I am writing about returning and repeating, and what better film-object to ponder than Pedro Almodóvar’s 16th film, Volver (Return). The storyline of Volver appears as both a novel and movie script in Almodóvar’s earlier film, La flor de mi secreto/The Flower of My Secret (1995). But there are many different kinds of 'coming back' and the pleasurable and uncanny recognitions that these entail are laid bare -- and help to structure the spectator's experience -- in this remarkably affecting film.
In an interview for El País, Almodóvar explained that Volver "concludes the films I have made about women’s universe and the type of families that have moved from rural areas to the capital in search of prosperity. Therefore, it ends a cycle" ('Con 'Volver' culmina mi cine sobre el universo femenino: Maribel Marin, Diario El País, Madrid 30/01/2007).
The film memorably includes a sequence in which Cruz, as Almodóvar's protagonist Raimunda, sings Carlos Gardel's tango Volver in a beautiful flamenco-soft version. This moment in the film (see the video embedded below) marks Raimunda's return to singing, following years of silence and oppression in an abusive relationship. It is a poignant musical homecoming, uncannily witnessed by her character's revenant-mother (played by Carmen Maura, herself returning to Almodóvar's film-world after an absence of seventeen years).
I imagine the flickering of the lights that in the distance will be marking my return.
They're the same that lit, with their pale reflections, deep hours of pain
And even though I didn't want to come back, you always return to your first love
The tranquil street where the echo said yours is her life, yours is her love,
under the mocking gaze of the stars that, with indifference, today see me return.
To return with withered face, the snows of time have whitened my temples.
To feel... that life is a puff of wind, that twenty years is nothing,
that the feverish look, wandering in the shadow, looks for you and names you.

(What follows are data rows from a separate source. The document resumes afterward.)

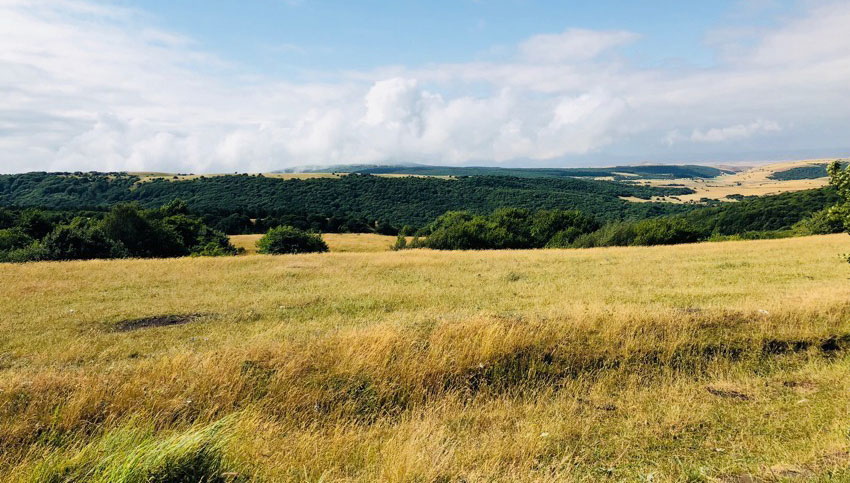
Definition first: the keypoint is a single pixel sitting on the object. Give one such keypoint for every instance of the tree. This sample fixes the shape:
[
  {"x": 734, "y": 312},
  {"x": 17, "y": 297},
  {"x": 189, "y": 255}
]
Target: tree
[
  {"x": 840, "y": 178},
  {"x": 80, "y": 240},
  {"x": 286, "y": 240},
  {"x": 142, "y": 236}
]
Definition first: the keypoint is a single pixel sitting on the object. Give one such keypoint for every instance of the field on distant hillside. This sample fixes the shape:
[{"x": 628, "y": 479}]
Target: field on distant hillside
[
  {"x": 756, "y": 181},
  {"x": 691, "y": 362}
]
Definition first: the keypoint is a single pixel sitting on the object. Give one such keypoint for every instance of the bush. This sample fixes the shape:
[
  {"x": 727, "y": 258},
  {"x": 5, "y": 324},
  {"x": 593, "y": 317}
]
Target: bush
[
  {"x": 508, "y": 228},
  {"x": 142, "y": 236},
  {"x": 840, "y": 178},
  {"x": 664, "y": 231},
  {"x": 13, "y": 239},
  {"x": 654, "y": 231},
  {"x": 286, "y": 239},
  {"x": 81, "y": 240},
  {"x": 823, "y": 222}
]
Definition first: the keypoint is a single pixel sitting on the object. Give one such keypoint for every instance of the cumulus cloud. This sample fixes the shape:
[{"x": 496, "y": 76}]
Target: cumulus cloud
[
  {"x": 92, "y": 86},
  {"x": 573, "y": 45},
  {"x": 739, "y": 131}
]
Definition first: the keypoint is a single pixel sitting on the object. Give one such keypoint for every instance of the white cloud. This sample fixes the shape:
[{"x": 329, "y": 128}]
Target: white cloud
[
  {"x": 92, "y": 86},
  {"x": 730, "y": 133},
  {"x": 573, "y": 45}
]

To live... with the soul clutched to a sweet memory that I cry once again
I am afraid of the encounter with the past that returns to confront my life
I am afraid of the nights that, filled with memories, shackle my dreams.
But the traveler that flees sooner or later stops his walking
And although forgetfulness, which destroys all, has killed my old dream,
I keep concealed a humble hope that is my heart's whole fortune.
To live... with the soul clutched to a sweet memory that I cry once again.